State Representative Regina Huff, R-Williamsburg, has sponsored a bill mandating children wear bicycle helmets and a second bill that would require teachers to undergo suicide awareness training as part of their professional development.
Huff said HB-52 and HB-30 have both passed the House of Representatives and are currently under consideration by the Senate.
Huff said the helmet bill, known as “TJ’s Bill,” would require children under the age of 12 to wear helmets when riding their bikes.
“TJ went over the handlebars of his bike,” Huff said noting studies have shown that helmets are 84 to 89 percent effective in protecting the brain in a bicycle related accident.
“If we keep one child from that devastation, it is worth it,” Huff said noting that out of the 450,000 bicycle-related accidents that occur annually nationwide, 135,000 result in head injuries.
In 2016, 54 people in Kentucky died from head injuries sustained while riding a bicycle,” Huff said.
Huff said the bill does not call for any type of fine for failure to comply with the law.
“We want to raise awareness,” Huff said of her reason for sponsoring the bill adding that like with seatbelt usage in vehicles, the goal is to make wearing a helmet while riding a bike second nature for people.
“People never think it can happen to them,” Huff said of a brain injury while riding a bicycle.
Huff’s bill would require teachers to take two hours of their 24 required hours of professional development on suicide awareness, every two years.
Huff noted that suicide is the second leading cause of death among students and that teachers are with their students up to seven hours each day.
“I want to give them the training to have a conversation and understand the signs of a student who may be contemplating suicide,” said Huff who teaches middle school in the Whitley County School System.

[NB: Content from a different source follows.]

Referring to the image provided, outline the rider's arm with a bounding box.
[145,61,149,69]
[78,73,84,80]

Bunch said there are a number of programs that would provide the training for free.
“It is time for this discussion to be out front and prevalent,” Huff said.

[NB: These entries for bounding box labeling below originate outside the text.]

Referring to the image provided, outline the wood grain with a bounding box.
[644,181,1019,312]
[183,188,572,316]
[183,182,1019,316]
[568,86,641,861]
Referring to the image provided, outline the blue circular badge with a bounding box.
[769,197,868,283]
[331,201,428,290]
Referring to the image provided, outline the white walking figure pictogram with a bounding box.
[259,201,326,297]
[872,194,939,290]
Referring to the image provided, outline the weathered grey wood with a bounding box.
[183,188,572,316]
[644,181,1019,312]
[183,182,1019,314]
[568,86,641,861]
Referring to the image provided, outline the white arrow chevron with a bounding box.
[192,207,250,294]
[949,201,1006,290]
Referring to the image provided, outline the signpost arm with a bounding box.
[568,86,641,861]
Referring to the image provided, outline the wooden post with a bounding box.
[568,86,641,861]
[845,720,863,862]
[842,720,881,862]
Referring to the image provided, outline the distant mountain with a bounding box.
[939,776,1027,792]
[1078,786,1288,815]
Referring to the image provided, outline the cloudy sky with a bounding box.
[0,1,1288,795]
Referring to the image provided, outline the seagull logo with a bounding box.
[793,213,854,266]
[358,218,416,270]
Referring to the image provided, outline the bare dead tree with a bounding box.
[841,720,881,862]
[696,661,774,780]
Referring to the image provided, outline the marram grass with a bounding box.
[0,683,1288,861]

Huff said when it comes to the state pension crisis, she believes any resolution should include upholding the promise that was made to current pension holders and current employees.
“We have to honor our promise,” Huff said.
Huff said she still believes tax reform must be a priority.
“We have to go in there and cut the red tape,” Huff said adding that there are a number of tax incentives on the book that should be examined.
As to what citizens may see as the session moves forward, Huff said the funding to complete the improvements to Ky. 92 between Williamsburg and Whitley City in McCreary County appears as if it would be included.
“A lot of the focus on transportation this biennium is on bridges,” Huff said explaining that there are a significant number of bridges across the state that are no longer weighted to carry school buses.
“There are many bridges in my district that should be looked at,” Huff said.
In addition, Huff said welfare reform is an issue that appears to be gaining traction in the legislature.
How that may look in its final form remains to be seen, Huff said.
The session ends April 13.
Huff, who was first elected to the seat in a special election in 2011, announced that she would be seeking a fourth term in 2018.
“I’m excited. I’m at a place where I can make a difference,” said Huff, who serves on the House Appropriations and Revenue Committee, along with the Education, Veterans, Military Affairs and Public Protection committees.
“I’m chairwoman for the largest part of the budget, which is education,” Huff said. “I’m very passionate about education.”
Huff said that like with politics across the country, she has seen the legislature become more party driven, especially with the Republicans holding a supermajority in the House of Representatives.
From the moment she arrived, Huff said she has worked hard not to be a rubberstamp on legislation.
“If I have a problem with a piece of legislation, I’m not afraid to say so,” Huff said. “I have made every effort for people to know where I stand.”
Huff said she has and wants to continue serving her consituents in Whitley and southern Laurel Counties.
“I try my best to serve the people. I make every effort to help you,” Huff said. “That is the only reason I do this job.”